Everlastings, Paper daisies, Sun rays, Strawflowers. This loose gang of Australian flowers is one with such an iconic quality. The dry, textural petals vary from the hard beetle shells in confectionary colours to the delicate and paper-like. Together that distinctive texture as you run your thumb over the rim of the petals, with their particular rustle as you hang them to dry is the stuff that etches into plant memories. There is a playful experience to them though they have evolved with this resilient adaptation in response to the harsh summer dry in our continent.

 A range of genera – Helichrysum, Xerochrysum, Chrysochepalum, Rhodanthe and others – all have evolved this quality that now sees the blooms admired for their namesake – a long flowering nature. As farm kids, we played among the local golden Sticky Everlastings (Xerochrysum viscosum) of Central Victoria.
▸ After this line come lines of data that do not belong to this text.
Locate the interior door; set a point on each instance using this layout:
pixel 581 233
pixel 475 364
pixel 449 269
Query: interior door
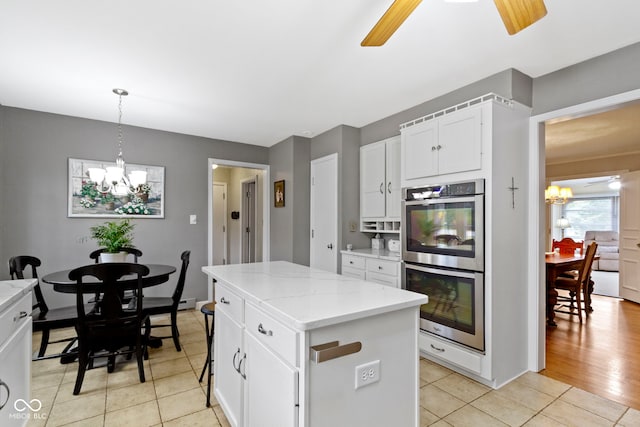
pixel 630 236
pixel 219 225
pixel 248 221
pixel 324 213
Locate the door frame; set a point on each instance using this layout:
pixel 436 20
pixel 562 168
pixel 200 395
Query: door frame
pixel 266 254
pixel 536 287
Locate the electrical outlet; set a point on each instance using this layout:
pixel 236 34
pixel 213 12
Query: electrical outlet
pixel 367 373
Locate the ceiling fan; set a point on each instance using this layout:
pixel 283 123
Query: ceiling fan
pixel 516 15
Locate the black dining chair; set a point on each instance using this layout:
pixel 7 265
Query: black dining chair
pixel 109 330
pixel 95 255
pixel 169 305
pixel 44 318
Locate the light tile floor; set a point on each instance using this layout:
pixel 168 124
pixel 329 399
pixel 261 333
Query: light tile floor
pixel 172 396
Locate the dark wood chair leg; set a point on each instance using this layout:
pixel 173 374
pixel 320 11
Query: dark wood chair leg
pixel 83 360
pixel 44 342
pixel 174 331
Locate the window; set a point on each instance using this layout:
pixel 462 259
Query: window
pixel 591 213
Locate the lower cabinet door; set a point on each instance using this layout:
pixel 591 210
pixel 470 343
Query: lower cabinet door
pixel 271 388
pixel 229 358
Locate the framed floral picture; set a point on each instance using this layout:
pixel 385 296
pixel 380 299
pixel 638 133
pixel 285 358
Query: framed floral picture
pixel 128 198
pixel 278 192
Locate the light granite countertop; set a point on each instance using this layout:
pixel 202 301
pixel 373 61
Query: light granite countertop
pixel 13 290
pixel 304 298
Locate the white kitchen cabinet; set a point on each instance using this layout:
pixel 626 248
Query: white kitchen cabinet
pixel 229 356
pixel 379 266
pixel 271 388
pixel 15 354
pixel 304 332
pixel 446 144
pixel 380 185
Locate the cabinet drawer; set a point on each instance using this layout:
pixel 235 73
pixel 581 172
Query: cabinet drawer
pixel 230 303
pixel 466 359
pixel 14 316
pixel 382 266
pixel 383 279
pixel 352 272
pixel 272 333
pixel 353 261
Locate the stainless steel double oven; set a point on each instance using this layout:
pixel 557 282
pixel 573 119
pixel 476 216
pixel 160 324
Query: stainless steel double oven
pixel 442 240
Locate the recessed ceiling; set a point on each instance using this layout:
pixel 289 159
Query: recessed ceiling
pixel 258 71
pixel 596 136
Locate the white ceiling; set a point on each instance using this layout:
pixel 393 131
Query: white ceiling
pixel 258 71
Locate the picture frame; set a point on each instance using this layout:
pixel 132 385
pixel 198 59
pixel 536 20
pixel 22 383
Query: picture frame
pixel 278 194
pixel 86 201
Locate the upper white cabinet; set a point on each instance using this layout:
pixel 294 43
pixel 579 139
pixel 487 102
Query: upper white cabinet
pixel 442 145
pixel 380 185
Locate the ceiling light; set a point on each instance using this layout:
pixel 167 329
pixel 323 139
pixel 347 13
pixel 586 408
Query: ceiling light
pixel 114 179
pixel 556 195
pixel 615 185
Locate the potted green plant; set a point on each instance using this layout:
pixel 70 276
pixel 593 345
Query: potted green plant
pixel 113 236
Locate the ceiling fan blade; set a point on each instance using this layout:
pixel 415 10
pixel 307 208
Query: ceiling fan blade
pixel 390 21
pixel 519 14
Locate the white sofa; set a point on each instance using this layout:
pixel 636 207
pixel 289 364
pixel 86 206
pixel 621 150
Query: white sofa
pixel 608 249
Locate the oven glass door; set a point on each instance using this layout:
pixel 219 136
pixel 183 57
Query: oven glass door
pixel 456 303
pixel 444 232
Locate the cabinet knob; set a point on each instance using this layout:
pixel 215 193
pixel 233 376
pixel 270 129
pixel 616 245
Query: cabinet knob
pixel 263 331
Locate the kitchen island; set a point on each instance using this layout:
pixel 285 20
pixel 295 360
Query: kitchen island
pixel 299 346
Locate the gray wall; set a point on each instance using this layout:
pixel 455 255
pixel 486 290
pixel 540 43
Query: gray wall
pixel 34 148
pixel 289 161
pixel 33 184
pixel 610 74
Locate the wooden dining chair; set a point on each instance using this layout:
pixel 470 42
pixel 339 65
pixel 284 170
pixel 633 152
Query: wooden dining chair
pixel 110 330
pixel 169 305
pixel 568 246
pixel 45 319
pixel 578 287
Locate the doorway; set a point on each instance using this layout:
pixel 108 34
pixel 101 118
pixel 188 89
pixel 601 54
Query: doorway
pixel 249 226
pixel 234 175
pixel 537 219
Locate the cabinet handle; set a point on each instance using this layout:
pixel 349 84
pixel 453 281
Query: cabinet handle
pixel 331 350
pixel 242 374
pixel 263 331
pixel 233 362
pixel 3 384
pixel 441 350
pixel 22 315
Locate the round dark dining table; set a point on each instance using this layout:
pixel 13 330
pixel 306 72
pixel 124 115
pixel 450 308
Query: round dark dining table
pixel 158 274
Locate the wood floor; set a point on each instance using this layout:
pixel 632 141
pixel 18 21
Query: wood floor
pixel 602 355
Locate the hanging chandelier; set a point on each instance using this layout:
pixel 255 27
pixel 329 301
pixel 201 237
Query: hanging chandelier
pixel 114 179
pixel 555 195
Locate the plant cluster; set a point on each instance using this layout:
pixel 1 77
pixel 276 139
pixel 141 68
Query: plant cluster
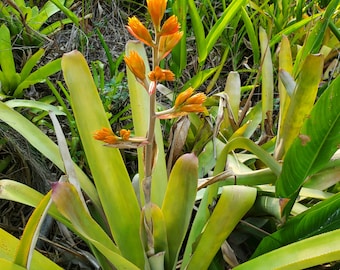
pixel 240 186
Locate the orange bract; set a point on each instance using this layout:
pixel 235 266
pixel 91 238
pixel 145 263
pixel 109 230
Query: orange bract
pixel 167 43
pixel 161 75
pixel 106 135
pixel 125 134
pixel 136 64
pixel 170 26
pixel 156 10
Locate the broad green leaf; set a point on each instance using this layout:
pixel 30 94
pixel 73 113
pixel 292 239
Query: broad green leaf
pixel 108 169
pixel 322 217
pixel 15 191
pixel 234 203
pixel 310 252
pixel 8 246
pixel 267 93
pixel 45 145
pixel 245 143
pixel 318 141
pixel 38 76
pixel 292 28
pixel 67 200
pixel 178 203
pixel 140 107
pixel 285 65
pixel 302 101
pixel 314 39
pixel 31 233
pixel 198 31
pixel 233 90
pixel 179 53
pixel 253 178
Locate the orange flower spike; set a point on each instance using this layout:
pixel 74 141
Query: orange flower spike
pixel 139 31
pixel 170 26
pixel 161 75
pixel 106 135
pixel 167 43
pixel 193 108
pixel 136 64
pixel 156 10
pixel 125 134
pixel 199 98
pixel 182 97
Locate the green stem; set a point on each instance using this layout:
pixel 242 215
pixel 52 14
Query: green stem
pixel 150 148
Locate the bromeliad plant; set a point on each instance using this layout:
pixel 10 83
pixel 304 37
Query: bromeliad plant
pixel 143 224
pixel 128 229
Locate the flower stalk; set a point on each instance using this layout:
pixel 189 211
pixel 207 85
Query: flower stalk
pixel 166 36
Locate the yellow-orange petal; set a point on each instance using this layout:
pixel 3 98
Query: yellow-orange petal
pixel 193 108
pixel 125 134
pixel 156 10
pixel 139 31
pixel 167 43
pixel 105 135
pixel 159 74
pixel 170 26
pixel 196 99
pixel 136 64
pixel 182 97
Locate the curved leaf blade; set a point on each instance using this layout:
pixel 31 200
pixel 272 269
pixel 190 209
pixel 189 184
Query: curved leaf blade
pixel 66 198
pixel 321 218
pixel 45 145
pixel 234 203
pixel 178 203
pixel 310 252
pixel 318 141
pixel 108 169
pixel 303 99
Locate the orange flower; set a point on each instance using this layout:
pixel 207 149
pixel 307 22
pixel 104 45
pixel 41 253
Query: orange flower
pixel 125 134
pixel 167 43
pixel 198 98
pixel 156 9
pixel 170 26
pixel 185 103
pixel 106 135
pixel 139 31
pixel 136 64
pixel 182 97
pixel 161 75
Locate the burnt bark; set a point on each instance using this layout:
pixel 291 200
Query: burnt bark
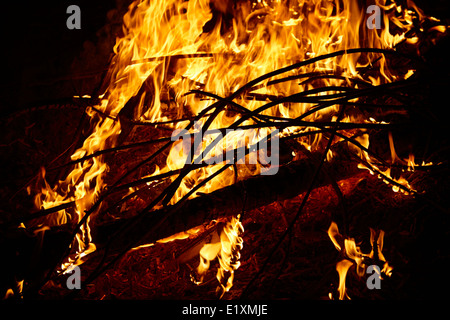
pixel 291 180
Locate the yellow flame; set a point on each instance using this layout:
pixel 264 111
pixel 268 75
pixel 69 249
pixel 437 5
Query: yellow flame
pixel 228 253
pixel 177 46
pixel 353 252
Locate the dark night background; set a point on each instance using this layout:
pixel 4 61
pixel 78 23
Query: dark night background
pixel 40 51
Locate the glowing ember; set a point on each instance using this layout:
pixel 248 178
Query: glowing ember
pixel 180 47
pixel 353 254
pixel 227 252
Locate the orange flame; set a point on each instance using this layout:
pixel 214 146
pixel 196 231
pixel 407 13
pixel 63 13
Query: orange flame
pixel 353 252
pixel 179 46
pixel 227 252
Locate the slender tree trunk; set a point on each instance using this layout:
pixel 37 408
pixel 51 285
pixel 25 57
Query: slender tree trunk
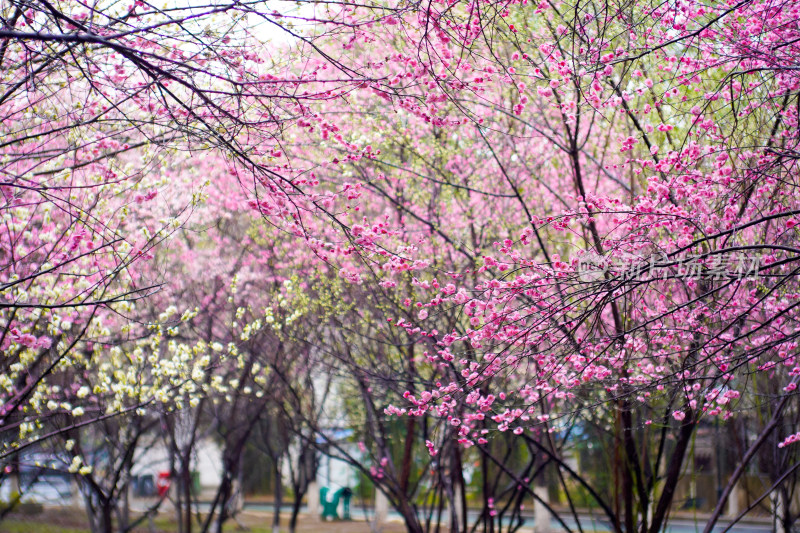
pixel 276 519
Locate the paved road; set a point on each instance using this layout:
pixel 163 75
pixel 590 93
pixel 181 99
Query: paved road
pixel 676 525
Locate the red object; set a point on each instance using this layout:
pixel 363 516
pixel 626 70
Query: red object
pixel 162 483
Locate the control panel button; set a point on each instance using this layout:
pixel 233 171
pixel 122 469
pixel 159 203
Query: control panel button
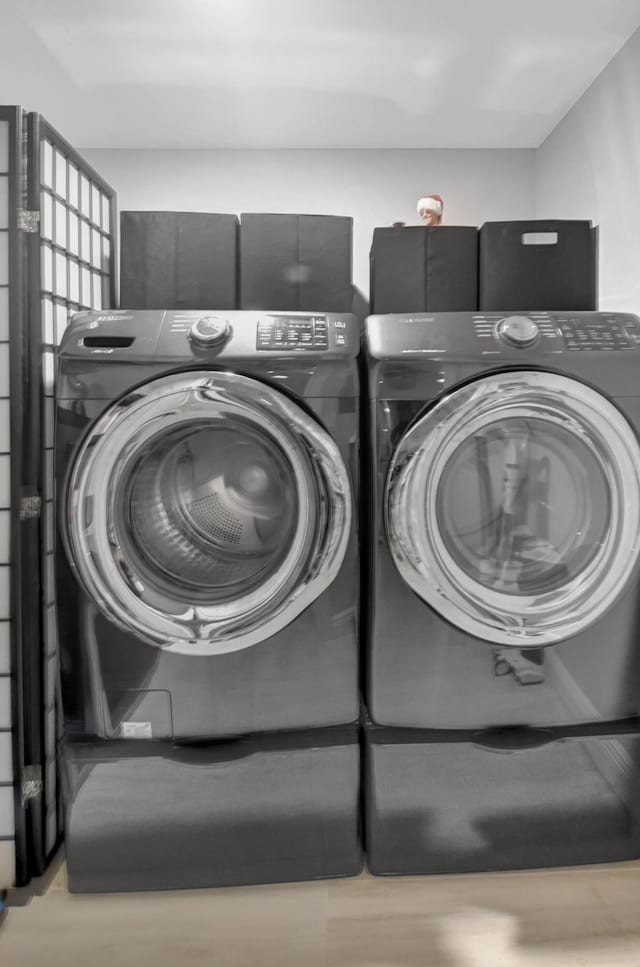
pixel 594 333
pixel 520 331
pixel 209 331
pixel 292 332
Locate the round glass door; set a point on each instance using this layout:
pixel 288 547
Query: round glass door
pixel 205 511
pixel 512 507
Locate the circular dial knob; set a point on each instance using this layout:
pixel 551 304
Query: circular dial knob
pixel 209 331
pixel 518 331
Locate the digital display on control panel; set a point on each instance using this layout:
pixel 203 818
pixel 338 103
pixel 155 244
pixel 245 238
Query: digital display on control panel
pixel 292 332
pixel 580 333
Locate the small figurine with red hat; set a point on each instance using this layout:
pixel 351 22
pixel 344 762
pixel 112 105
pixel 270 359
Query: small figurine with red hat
pixel 430 209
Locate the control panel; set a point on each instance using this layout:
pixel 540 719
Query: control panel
pixel 209 331
pixel 294 332
pixel 582 331
pixel 208 336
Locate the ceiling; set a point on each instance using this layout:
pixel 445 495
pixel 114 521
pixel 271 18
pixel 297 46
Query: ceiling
pixel 297 74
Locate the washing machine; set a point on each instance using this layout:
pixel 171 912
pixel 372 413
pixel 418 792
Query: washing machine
pixel 503 667
pixel 207 568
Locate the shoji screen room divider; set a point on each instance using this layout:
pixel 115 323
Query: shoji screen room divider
pixel 57 230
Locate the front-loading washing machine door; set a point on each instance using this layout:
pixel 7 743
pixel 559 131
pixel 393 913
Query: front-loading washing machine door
pixel 512 507
pixel 204 511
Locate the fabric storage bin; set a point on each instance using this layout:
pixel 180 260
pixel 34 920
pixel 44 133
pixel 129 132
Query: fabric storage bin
pixel 420 269
pixel 296 262
pixel 178 260
pixel 537 265
pixel 152 816
pixel 453 806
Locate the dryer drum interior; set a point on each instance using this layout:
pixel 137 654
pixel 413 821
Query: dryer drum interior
pixel 205 511
pixel 507 507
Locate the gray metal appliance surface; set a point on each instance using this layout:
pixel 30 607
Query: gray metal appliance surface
pixel 206 468
pixel 504 502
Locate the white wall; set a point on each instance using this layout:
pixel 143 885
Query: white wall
pixel 589 167
pixel 374 187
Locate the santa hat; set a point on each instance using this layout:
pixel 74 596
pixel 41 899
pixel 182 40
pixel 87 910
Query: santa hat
pixel 432 203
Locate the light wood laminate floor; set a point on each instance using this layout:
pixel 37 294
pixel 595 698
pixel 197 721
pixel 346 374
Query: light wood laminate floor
pixel 586 916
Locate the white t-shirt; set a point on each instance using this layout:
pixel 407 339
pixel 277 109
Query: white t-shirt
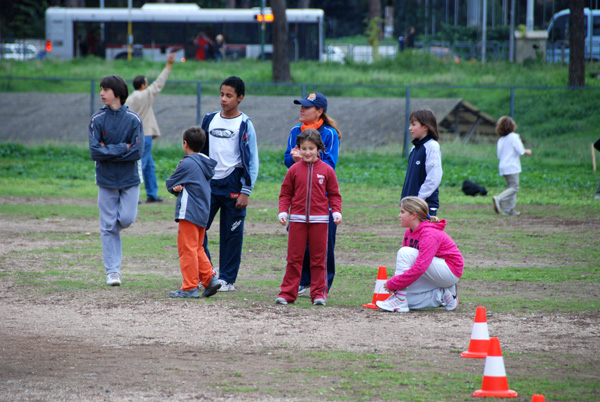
pixel 224 144
pixel 510 149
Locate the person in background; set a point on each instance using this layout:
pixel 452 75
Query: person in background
pixel 510 149
pixel 141 101
pixel 313 114
pixel 424 171
pixel 116 145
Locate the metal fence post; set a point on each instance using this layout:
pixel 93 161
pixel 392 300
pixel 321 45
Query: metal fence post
pixel 92 96
pixel 199 103
pixel 406 121
pixel 512 102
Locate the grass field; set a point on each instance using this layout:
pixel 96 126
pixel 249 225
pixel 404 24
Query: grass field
pixel 537 275
pixel 66 336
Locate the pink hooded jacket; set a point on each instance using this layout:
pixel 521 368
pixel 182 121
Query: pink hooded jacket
pixel 431 241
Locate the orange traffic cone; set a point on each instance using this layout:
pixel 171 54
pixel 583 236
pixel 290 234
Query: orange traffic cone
pixel 494 376
pixel 379 294
pixel 480 338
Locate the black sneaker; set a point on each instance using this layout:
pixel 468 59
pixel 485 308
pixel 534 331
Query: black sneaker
pixel 184 294
pixel 212 288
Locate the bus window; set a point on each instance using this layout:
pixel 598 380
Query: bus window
pixel 560 29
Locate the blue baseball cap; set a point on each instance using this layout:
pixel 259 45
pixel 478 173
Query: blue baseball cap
pixel 314 99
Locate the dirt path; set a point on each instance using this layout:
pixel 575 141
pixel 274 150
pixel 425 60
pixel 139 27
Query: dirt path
pixel 112 345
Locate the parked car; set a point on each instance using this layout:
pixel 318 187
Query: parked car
pixel 17 51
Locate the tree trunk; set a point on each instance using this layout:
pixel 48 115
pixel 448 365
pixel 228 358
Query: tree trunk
pixel 576 44
pixel 375 12
pixel 281 60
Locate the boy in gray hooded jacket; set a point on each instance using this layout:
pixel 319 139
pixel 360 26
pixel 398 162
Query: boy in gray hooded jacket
pixel 191 184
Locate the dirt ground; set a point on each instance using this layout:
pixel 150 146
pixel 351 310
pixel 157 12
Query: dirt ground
pixel 111 345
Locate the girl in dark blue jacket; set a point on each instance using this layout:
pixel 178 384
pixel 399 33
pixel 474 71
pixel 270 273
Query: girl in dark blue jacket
pixel 424 172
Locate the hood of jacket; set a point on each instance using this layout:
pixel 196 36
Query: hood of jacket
pixel 426 225
pixel 206 164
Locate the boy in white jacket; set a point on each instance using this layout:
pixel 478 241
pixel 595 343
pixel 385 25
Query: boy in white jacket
pixel 510 149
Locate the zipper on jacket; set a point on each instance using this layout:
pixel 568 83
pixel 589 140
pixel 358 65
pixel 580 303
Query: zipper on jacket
pixel 309 190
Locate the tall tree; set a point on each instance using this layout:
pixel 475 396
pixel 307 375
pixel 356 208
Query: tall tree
pixel 576 44
pixel 375 14
pixel 281 59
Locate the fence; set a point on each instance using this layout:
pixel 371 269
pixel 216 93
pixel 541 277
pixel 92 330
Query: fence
pixel 370 115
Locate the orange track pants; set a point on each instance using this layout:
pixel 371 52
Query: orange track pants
pixel 195 265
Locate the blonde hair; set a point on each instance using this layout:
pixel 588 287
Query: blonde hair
pixel 331 123
pixel 419 206
pixel 505 126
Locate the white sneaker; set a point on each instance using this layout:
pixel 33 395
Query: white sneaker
pixel 226 286
pixel 450 297
pixel 394 303
pixel 113 279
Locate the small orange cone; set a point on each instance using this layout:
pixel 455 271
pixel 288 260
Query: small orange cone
pixel 494 381
pixel 379 294
pixel 480 338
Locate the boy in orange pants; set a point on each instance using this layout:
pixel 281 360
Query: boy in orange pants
pixel 191 184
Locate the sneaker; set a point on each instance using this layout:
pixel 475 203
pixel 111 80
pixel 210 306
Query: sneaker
pixel 496 205
pixel 226 286
pixel 450 297
pixel 302 290
pixel 113 279
pixel 212 288
pixel 394 303
pixel 184 294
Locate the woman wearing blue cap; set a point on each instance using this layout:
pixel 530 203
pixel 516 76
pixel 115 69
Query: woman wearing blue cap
pixel 313 114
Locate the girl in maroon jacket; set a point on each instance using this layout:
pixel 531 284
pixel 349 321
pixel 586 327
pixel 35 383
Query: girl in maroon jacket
pixel 428 265
pixel 309 188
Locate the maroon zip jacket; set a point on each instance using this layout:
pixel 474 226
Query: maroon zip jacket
pixel 307 192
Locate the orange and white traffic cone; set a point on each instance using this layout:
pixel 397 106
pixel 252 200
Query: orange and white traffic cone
pixel 494 381
pixel 379 294
pixel 480 338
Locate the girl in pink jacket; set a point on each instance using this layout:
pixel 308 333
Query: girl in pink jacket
pixel 428 265
pixel 309 188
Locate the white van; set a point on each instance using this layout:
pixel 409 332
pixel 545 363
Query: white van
pixel 17 51
pixel 557 49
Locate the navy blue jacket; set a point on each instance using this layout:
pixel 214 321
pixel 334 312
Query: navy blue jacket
pixel 424 173
pixel 116 166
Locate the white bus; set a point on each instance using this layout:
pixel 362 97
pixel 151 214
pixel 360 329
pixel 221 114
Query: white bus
pixel 557 48
pixel 158 29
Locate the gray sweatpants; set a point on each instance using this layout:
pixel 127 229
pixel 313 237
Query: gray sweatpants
pixel 118 210
pixel 426 291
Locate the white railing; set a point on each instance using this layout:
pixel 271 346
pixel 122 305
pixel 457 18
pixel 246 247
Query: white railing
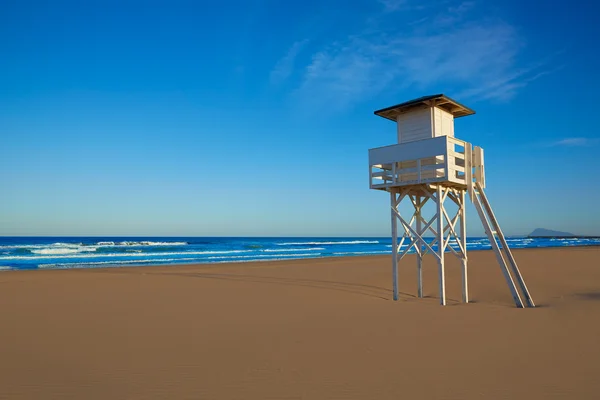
pixel 440 159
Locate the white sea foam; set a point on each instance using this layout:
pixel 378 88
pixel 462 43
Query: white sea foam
pixel 261 256
pixel 114 263
pixel 363 252
pixel 64 250
pixel 127 255
pixel 322 243
pixel 301 249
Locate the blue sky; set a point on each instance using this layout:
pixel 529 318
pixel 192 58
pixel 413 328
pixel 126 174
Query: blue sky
pixel 255 117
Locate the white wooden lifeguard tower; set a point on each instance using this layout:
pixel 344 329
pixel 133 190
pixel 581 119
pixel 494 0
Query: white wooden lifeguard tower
pixel 430 164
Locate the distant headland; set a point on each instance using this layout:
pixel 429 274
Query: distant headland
pixel 548 233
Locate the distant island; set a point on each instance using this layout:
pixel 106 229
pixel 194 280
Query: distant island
pixel 541 232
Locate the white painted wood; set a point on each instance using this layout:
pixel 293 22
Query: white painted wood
pixel 407 151
pixel 490 234
pixel 419 205
pixel 414 125
pixel 463 241
pixel 440 240
pixel 469 169
pixel 505 248
pixel 394 246
pixel 443 123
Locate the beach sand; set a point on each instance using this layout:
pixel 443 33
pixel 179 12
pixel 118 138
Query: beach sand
pixel 310 329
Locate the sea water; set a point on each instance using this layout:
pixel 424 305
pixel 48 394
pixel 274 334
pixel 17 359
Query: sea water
pixel 90 252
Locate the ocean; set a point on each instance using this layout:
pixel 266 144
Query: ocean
pixel 17 253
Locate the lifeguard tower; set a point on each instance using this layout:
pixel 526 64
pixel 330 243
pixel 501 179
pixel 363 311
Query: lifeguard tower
pixel 430 165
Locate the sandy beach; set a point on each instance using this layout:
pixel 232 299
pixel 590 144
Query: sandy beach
pixel 310 329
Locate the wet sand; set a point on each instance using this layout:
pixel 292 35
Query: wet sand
pixel 310 329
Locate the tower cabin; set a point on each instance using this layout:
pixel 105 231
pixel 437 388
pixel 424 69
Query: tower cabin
pixel 427 151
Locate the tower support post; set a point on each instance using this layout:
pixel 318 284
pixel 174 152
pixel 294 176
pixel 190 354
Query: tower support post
pixel 394 206
pixel 417 232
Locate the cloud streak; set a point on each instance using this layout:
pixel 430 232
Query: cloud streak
pixel 576 142
pixel 285 66
pixel 472 58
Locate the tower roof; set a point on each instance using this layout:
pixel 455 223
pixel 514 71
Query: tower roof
pixel 437 100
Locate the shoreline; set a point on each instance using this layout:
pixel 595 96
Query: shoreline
pixel 199 264
pixel 306 328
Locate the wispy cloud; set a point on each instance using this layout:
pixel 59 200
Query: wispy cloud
pixel 470 57
pixel 285 66
pixel 576 142
pixel 392 5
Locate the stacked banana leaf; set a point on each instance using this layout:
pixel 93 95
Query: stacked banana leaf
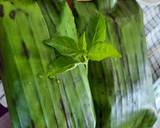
pixel 121 88
pixel 35 101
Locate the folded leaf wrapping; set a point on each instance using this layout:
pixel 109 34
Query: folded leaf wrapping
pixel 35 101
pixel 122 88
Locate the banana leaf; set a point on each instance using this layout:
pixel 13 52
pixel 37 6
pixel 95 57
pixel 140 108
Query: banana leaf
pixel 122 88
pixel 35 101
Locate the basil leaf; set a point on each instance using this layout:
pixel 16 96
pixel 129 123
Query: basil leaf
pixel 64 45
pixel 102 50
pixel 60 65
pixel 100 31
pixel 82 42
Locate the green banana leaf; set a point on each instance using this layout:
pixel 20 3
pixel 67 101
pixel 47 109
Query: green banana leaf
pixel 35 101
pixel 122 88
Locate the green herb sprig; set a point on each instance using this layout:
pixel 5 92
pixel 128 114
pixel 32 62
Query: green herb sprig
pixel 78 52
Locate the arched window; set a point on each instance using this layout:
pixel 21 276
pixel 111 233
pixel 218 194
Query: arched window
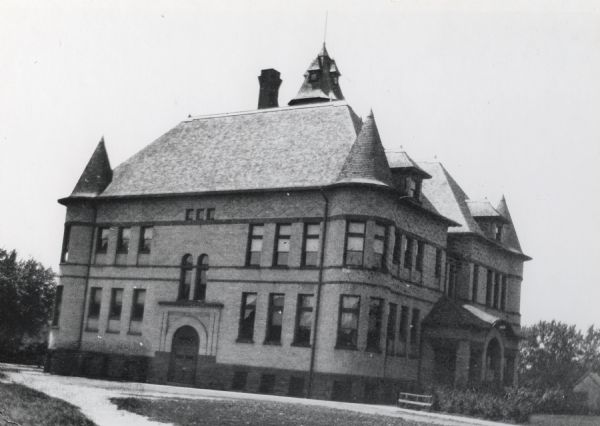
pixel 185 281
pixel 200 293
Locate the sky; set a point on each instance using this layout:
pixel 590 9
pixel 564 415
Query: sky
pixel 506 94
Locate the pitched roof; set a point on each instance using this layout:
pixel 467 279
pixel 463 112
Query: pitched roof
pixel 448 198
pixel 96 176
pixel 510 235
pixel 302 146
pixel 367 161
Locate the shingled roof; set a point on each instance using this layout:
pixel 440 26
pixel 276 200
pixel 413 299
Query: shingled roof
pixel 367 161
pixel 288 147
pixel 96 176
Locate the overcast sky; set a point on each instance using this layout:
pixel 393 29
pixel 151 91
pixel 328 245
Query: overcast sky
pixel 505 94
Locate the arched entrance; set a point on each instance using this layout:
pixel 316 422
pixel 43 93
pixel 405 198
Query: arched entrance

The Everlastings would spring up in neighbouring bushland, and keeping young fingers away from lingering on the petals was hard. 

Rhodanthe at Cranbourne Botanic Gardens

Now a gardener, the ephemeral delight of the Pink Paper Daisy (Rhodanthe chlorocephala) is hard to surpass. The speed from germinating seed to flower gives them that surreal, almost instantaneous quality compared to other annual flowers usually flowering within a ten to twelve-week window from sowing, if not sooner, especially if sown heading out of winter. A sweet little nod in the growing tip forms at the end of the stem to right itself up with bud, then flower. The blooms open and close endearingly according to light levels, shutting up shop as the dusk darkens or on a cloudy day. 

Rhodanthe chlorocephala is the poster child of mass flowering events where it originates in Western and Southern Australia, so don’t deny the desire to sow them in a mass drift for a homegrown super bloom. But also, like any annual, these quick bloomers are like a Swiss army knife for the garden, fitting into little emerging gaps and meeting any desire for fast beauty. The everlasting bloom is genuinely enduring, and this beauty lives on if you preserve it at its peak by cutting when there is a large bud and at first opening Hung upside down, they dry, and the heroic bloom flowers on.

Super Bloom: A field guide to flowers for every gardener by Jac Semmler is published by Thames and Hudson with photography by Sarah Pannell with design and illustrations by Ashlea O’Neill. 

Available online and through all great bookstores throughout Australia and New Zealand for release soon in the Northern Hemisphere.

Discussion

  1. Hi Jac, wondering about how they’d go being sown at other times. Have you tried an autumn sowing for an early spring flowering? Alternatively, how do you reckon they’d go with a mid spring sowing for a mid summer flowering?